Chi muggisce piange vive
perde.
*
Per le femmine
sarebbe stata meglio
la cremazione con l’acqua1
per far defluire l’ultima goccia
di latte. Non sprecare nulla.
Dalla prefazione di Bianca Nogara Notarianni – “Esplodiamo anche il linguaggio, allora“
[…] Le mucche se non le mungi esplodono (di gioia) si configura come diario di un tempo, come mappa di uno spazio, scanditi da brutalità che appaiono indicibili, eppure che si devono dire – nominare è, del resto, il gesto dovuto, pur davanti a creature compagne che spesso non hanno nome, e al quale però un nome va dato, restituito, nome che liberi finalmente anche da quell’ennesima gabbia che è il fatto di cronaca che appiattisce la singolare storia. Ogni volta unica, ci diceva Jacques Derrida, è la fine del mondo. Ogni volta uniche sono queste morti di cui Mastrototaro si mette all’ascolto, di cui Mastrototaro fa commiato. La poesia diventa così la voce – ripetizione del verso – nel quale questi smisurati lutti possano trovare non forse riposo, ma inesausta risonanza. Del resto era lo stesso Derrida che davanti alla domanda Che cos’è la poesia? indicava la forza di un segreto che riuscisse a unire il parlante a un essere «perso nell’anonimato, tra città e campagna», un «animale gettato in strada» – istrice. Cosa c’entra con la poesia?, rispondeva ancora, beh, c’entra perché il poetico è parola che si mette in viaggio, che non torna mai al discorso, appunto. E che quindi non può essere dimenticata: la poesia è detta appunto per non scordare. La poesia è proprio ciò che si può imparare dall’altro e dall’altra, apprendendo questo – che è un segreto, che è l’intimità nella simpatia: dolore, gioia, terrori condivisi, portati insieme – come sotto dettatura, e così a memoria.
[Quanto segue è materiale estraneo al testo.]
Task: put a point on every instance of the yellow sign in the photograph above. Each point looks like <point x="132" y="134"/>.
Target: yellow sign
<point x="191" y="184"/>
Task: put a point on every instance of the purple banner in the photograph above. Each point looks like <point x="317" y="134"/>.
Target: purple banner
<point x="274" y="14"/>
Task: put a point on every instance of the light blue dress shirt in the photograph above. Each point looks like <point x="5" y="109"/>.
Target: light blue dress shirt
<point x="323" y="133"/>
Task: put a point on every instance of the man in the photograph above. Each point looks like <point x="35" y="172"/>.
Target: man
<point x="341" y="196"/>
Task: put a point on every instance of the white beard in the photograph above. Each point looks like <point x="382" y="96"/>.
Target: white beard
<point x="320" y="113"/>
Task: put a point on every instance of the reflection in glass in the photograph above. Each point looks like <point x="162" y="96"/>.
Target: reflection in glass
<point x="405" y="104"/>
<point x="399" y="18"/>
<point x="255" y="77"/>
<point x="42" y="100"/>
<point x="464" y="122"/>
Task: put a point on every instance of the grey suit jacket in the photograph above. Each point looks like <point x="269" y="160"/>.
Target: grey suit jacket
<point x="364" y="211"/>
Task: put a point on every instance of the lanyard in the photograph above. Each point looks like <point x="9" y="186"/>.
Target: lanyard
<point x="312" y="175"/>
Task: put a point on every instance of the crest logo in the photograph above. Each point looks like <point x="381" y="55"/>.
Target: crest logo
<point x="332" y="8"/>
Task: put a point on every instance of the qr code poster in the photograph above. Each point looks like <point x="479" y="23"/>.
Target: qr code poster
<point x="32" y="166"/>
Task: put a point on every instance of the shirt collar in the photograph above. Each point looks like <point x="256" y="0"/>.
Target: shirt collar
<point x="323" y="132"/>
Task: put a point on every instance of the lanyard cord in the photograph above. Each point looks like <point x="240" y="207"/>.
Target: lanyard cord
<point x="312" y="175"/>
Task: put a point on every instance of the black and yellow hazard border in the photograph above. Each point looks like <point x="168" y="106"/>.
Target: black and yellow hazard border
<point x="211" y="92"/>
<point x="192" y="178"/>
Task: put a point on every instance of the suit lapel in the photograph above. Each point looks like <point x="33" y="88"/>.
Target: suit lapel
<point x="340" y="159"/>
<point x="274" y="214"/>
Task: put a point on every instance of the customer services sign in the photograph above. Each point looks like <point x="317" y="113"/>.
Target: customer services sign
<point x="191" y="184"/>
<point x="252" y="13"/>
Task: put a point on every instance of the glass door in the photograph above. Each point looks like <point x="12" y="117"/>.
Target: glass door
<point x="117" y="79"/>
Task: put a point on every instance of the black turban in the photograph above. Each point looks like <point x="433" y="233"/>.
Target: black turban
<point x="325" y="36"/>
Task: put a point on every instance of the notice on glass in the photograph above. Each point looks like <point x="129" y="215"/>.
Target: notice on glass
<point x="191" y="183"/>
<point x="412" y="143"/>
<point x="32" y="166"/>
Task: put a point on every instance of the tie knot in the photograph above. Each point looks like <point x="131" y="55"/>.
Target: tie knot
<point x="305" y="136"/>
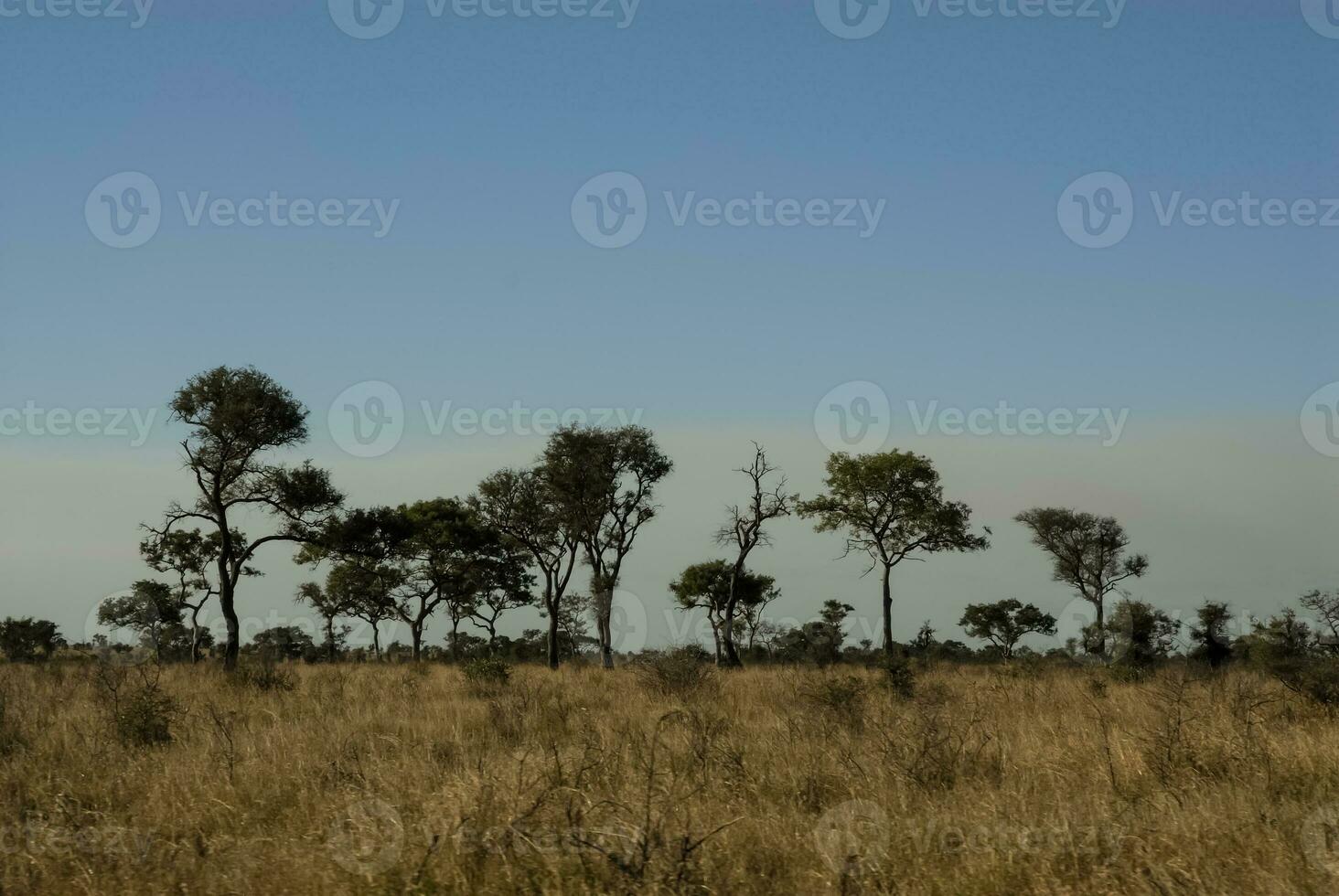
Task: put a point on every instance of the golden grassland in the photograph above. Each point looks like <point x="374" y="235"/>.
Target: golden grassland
<point x="400" y="778"/>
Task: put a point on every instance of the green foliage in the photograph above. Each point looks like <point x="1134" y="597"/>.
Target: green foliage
<point x="897" y="677"/>
<point x="839" y="696"/>
<point x="1142" y="634"/>
<point x="891" y="505"/>
<point x="265" y="677"/>
<point x="1004" y="623"/>
<point x="27" y="639"/>
<point x="150" y="610"/>
<point x="1212" y="643"/>
<point x="487" y="673"/>
<point x="683" y="673"/>
<point x="11" y="738"/>
<point x="283" y="642"/>
<point x="141" y="711"/>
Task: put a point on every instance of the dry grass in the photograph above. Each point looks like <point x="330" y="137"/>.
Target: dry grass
<point x="401" y="780"/>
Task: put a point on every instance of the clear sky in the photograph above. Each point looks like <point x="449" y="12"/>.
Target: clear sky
<point x="484" y="288"/>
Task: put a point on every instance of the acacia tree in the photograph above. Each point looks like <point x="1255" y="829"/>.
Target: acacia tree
<point x="237" y="415"/>
<point x="1087" y="553"/>
<point x="1142" y="633"/>
<point x="744" y="530"/>
<point x="1215" y="645"/>
<point x="891" y="507"/>
<point x="27" y="639"/>
<point x="424" y="553"/>
<point x="603" y="483"/>
<point x="329" y="603"/>
<point x="1004" y="623"/>
<point x="502" y="587"/>
<point x="707" y="585"/>
<point x="524" y="507"/>
<point x="367" y="591"/>
<point x="189" y="555"/>
<point x="150" y="608"/>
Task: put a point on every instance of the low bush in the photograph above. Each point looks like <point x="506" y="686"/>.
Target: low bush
<point x="681" y="673"/>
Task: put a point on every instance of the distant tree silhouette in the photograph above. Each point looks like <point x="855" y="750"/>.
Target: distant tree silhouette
<point x="150" y="610"/>
<point x="1215" y="647"/>
<point x="891" y="507"/>
<point x="525" y="507"/>
<point x="1142" y="633"/>
<point x="603" y="483"/>
<point x="237" y="415"/>
<point x="744" y="530"/>
<point x="1087" y="552"/>
<point x="707" y="585"/>
<point x="192" y="556"/>
<point x="1004" y="623"/>
<point x="26" y="639"/>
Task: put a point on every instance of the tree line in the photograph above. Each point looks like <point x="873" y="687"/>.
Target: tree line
<point x="521" y="536"/>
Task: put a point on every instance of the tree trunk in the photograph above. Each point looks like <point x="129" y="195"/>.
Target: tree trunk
<point x="729" y="625"/>
<point x="225" y="603"/>
<point x="603" y="613"/>
<point x="888" y="613"/>
<point x="552" y="604"/>
<point x="1101" y="628"/>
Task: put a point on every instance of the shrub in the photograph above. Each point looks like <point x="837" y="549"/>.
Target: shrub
<point x="841" y="696"/>
<point x="141" y="711"/>
<point x="265" y="677"/>
<point x="1316" y="680"/>
<point x="681" y="673"/>
<point x="9" y="737"/>
<point x="487" y="673"/>
<point x="899" y="677"/>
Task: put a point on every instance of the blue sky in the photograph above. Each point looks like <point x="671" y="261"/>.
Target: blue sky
<point x="484" y="293"/>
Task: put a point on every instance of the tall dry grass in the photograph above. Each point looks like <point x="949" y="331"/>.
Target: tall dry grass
<point x="367" y="778"/>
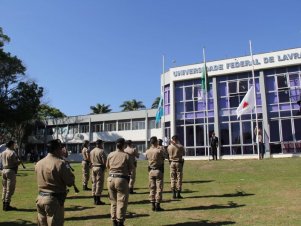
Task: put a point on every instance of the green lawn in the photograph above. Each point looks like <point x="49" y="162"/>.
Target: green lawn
<point x="238" y="192"/>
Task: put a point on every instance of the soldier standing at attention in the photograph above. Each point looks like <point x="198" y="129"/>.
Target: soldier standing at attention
<point x="86" y="165"/>
<point x="176" y="152"/>
<point x="98" y="161"/>
<point x="133" y="153"/>
<point x="120" y="166"/>
<point x="213" y="144"/>
<point x="10" y="164"/>
<point x="155" y="156"/>
<point x="53" y="176"/>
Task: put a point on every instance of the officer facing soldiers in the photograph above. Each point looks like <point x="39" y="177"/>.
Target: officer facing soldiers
<point x="155" y="156"/>
<point x="120" y="167"/>
<point x="133" y="155"/>
<point x="86" y="165"/>
<point x="176" y="152"/>
<point x="53" y="176"/>
<point x="10" y="164"/>
<point x="98" y="161"/>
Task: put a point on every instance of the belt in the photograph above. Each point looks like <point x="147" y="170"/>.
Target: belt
<point x="118" y="176"/>
<point x="154" y="168"/>
<point x="47" y="194"/>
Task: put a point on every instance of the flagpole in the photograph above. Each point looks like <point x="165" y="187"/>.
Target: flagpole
<point x="162" y="95"/>
<point x="206" y="110"/>
<point x="256" y="118"/>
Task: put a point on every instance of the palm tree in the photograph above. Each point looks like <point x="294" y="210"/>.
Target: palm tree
<point x="100" y="109"/>
<point x="132" y="105"/>
<point x="156" y="103"/>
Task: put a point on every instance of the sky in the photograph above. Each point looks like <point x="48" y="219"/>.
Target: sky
<point x="110" y="51"/>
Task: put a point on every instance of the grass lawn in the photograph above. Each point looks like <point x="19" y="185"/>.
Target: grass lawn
<point x="238" y="192"/>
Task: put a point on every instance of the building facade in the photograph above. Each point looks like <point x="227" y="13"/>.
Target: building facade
<point x="193" y="118"/>
<point x="137" y="126"/>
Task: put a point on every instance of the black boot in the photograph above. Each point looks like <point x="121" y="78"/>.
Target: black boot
<point x="153" y="206"/>
<point x="7" y="207"/>
<point x="132" y="191"/>
<point x="120" y="223"/>
<point x="158" y="208"/>
<point x="98" y="202"/>
<point x="174" y="194"/>
<point x="179" y="195"/>
<point x="85" y="188"/>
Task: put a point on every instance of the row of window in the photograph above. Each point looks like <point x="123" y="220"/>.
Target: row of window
<point x="100" y="127"/>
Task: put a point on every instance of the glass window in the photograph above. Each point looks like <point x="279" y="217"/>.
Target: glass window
<point x="224" y="133"/>
<point x="234" y="101"/>
<point x="188" y="93"/>
<point x="286" y="130"/>
<point x="153" y="125"/>
<point x="189" y="106"/>
<point x="124" y="125"/>
<point x="199" y="129"/>
<point x="297" y="123"/>
<point x="274" y="131"/>
<point x="97" y="127"/>
<point x="73" y="129"/>
<point x="138" y="124"/>
<point x="232" y="87"/>
<point x="272" y="98"/>
<point x="270" y="83"/>
<point x="179" y="94"/>
<point x="284" y="96"/>
<point x="294" y="80"/>
<point x="235" y="132"/>
<point x="222" y="89"/>
<point x="179" y="107"/>
<point x="189" y="136"/>
<point x="84" y="128"/>
<point x="281" y="81"/>
<point x="110" y="126"/>
<point x="247" y="132"/>
<point x="180" y="133"/>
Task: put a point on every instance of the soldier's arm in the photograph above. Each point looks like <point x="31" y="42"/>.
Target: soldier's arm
<point x="67" y="175"/>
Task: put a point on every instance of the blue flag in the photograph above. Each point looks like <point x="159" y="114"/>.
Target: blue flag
<point x="159" y="111"/>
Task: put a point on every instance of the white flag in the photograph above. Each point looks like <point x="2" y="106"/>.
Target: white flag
<point x="247" y="104"/>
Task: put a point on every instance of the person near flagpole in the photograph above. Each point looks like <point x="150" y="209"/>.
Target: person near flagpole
<point x="213" y="144"/>
<point x="259" y="139"/>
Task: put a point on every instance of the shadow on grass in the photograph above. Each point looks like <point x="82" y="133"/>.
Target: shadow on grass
<point x="231" y="195"/>
<point x="79" y="197"/>
<point x="22" y="174"/>
<point x="230" y="205"/>
<point x="77" y="208"/>
<point x="193" y="182"/>
<point x="203" y="222"/>
<point x="19" y="222"/>
<point x="108" y="216"/>
<point x="90" y="217"/>
<point x="26" y="210"/>
<point x="134" y="215"/>
<point x="148" y="202"/>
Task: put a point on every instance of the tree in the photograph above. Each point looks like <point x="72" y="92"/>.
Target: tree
<point x="45" y="111"/>
<point x="100" y="109"/>
<point x="132" y="105"/>
<point x="156" y="102"/>
<point x="19" y="98"/>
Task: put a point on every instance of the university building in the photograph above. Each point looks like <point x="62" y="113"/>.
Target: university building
<point x="277" y="83"/>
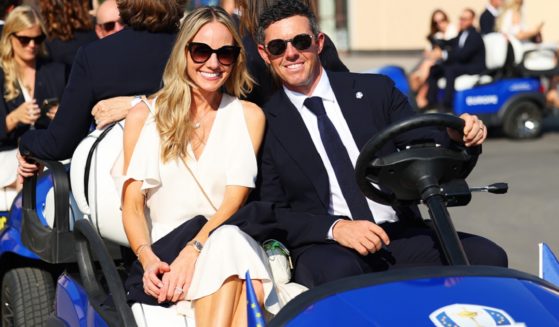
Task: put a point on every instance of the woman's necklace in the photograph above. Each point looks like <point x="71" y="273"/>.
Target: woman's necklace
<point x="197" y="124"/>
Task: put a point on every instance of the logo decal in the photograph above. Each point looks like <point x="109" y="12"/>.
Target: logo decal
<point x="470" y="315"/>
<point x="482" y="100"/>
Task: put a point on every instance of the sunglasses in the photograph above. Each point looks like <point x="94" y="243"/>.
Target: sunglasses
<point x="201" y="52"/>
<point x="300" y="42"/>
<point x="25" y="40"/>
<point x="109" y="26"/>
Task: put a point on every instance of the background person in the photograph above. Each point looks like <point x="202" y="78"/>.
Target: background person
<point x="26" y="81"/>
<point x="107" y="20"/>
<point x="129" y="63"/>
<point x="489" y="16"/>
<point x="192" y="167"/>
<point x="319" y="208"/>
<point x="69" y="27"/>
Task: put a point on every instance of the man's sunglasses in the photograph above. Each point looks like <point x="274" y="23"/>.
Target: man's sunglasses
<point x="300" y="42"/>
<point x="25" y="40"/>
<point x="109" y="26"/>
<point x="201" y="52"/>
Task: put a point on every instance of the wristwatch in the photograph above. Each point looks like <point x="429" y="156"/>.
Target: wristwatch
<point x="197" y="245"/>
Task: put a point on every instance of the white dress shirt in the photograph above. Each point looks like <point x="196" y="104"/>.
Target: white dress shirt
<point x="338" y="205"/>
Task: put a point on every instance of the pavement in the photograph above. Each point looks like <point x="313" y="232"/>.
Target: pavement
<point x="529" y="213"/>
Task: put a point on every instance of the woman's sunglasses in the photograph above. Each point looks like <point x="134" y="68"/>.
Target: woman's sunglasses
<point x="25" y="40"/>
<point x="300" y="42"/>
<point x="201" y="52"/>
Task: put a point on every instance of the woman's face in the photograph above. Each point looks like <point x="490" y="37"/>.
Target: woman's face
<point x="441" y="22"/>
<point x="211" y="74"/>
<point x="26" y="43"/>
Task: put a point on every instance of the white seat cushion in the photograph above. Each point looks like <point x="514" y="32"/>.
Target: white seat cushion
<point x="104" y="201"/>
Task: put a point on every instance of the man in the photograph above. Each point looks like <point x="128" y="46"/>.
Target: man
<point x="332" y="231"/>
<point x="128" y="63"/>
<point x="108" y="19"/>
<point x="489" y="16"/>
<point x="465" y="54"/>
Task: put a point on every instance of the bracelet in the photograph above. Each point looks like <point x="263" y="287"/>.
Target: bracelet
<point x="140" y="249"/>
<point x="196" y="245"/>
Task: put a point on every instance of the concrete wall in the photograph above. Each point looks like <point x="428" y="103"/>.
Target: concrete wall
<point x="403" y="24"/>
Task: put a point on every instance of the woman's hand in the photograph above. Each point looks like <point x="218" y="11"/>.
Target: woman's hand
<point x="152" y="270"/>
<point x="52" y="112"/>
<point x="111" y="110"/>
<point x="177" y="281"/>
<point x="27" y="112"/>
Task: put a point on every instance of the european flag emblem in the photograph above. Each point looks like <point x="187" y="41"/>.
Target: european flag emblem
<point x="254" y="312"/>
<point x="549" y="265"/>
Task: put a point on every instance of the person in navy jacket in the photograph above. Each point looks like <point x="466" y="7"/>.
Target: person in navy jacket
<point x="302" y="182"/>
<point x="129" y="63"/>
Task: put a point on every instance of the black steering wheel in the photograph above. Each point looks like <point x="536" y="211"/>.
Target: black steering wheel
<point x="408" y="173"/>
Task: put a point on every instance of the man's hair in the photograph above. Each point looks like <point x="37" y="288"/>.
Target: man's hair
<point x="152" y="15"/>
<point x="282" y="10"/>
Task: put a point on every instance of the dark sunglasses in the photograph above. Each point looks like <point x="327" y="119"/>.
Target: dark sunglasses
<point x="300" y="42"/>
<point x="109" y="26"/>
<point x="25" y="40"/>
<point x="201" y="52"/>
[…] Questo fa, questo può, la poesia: esporre il trauma, senza che ciò significhi soccombere al cinismo, alla disperazione. E cioè creando nuove linee di fuga, nelle quali il lutto non sia depressivo raccoglimento, stagnante stanchezza, ma portale creativo e immaginativo. E questo fa la poesia di Mastrototaro (lo fa anche quando è prosa). Il lutto, ci spiega tanta teoria politica, è anche vettore di comunità – siamo anche coloro che piangiamo. La parola poetica è la parola che rompe questa corrispondenza, ne instaura un’altra (che è meno letteraria e più materica cospirazione) che unisce il nostro corpo, la nostra simpatia, a tutte le cose che si possono toccare. A tutte le cose che ci possono toccare. Di queste non si può tenere il conto, forse; non se ne può fare sistema, e quindi, di ritorno, una definizione d’appartenenza, una comunità finita. […]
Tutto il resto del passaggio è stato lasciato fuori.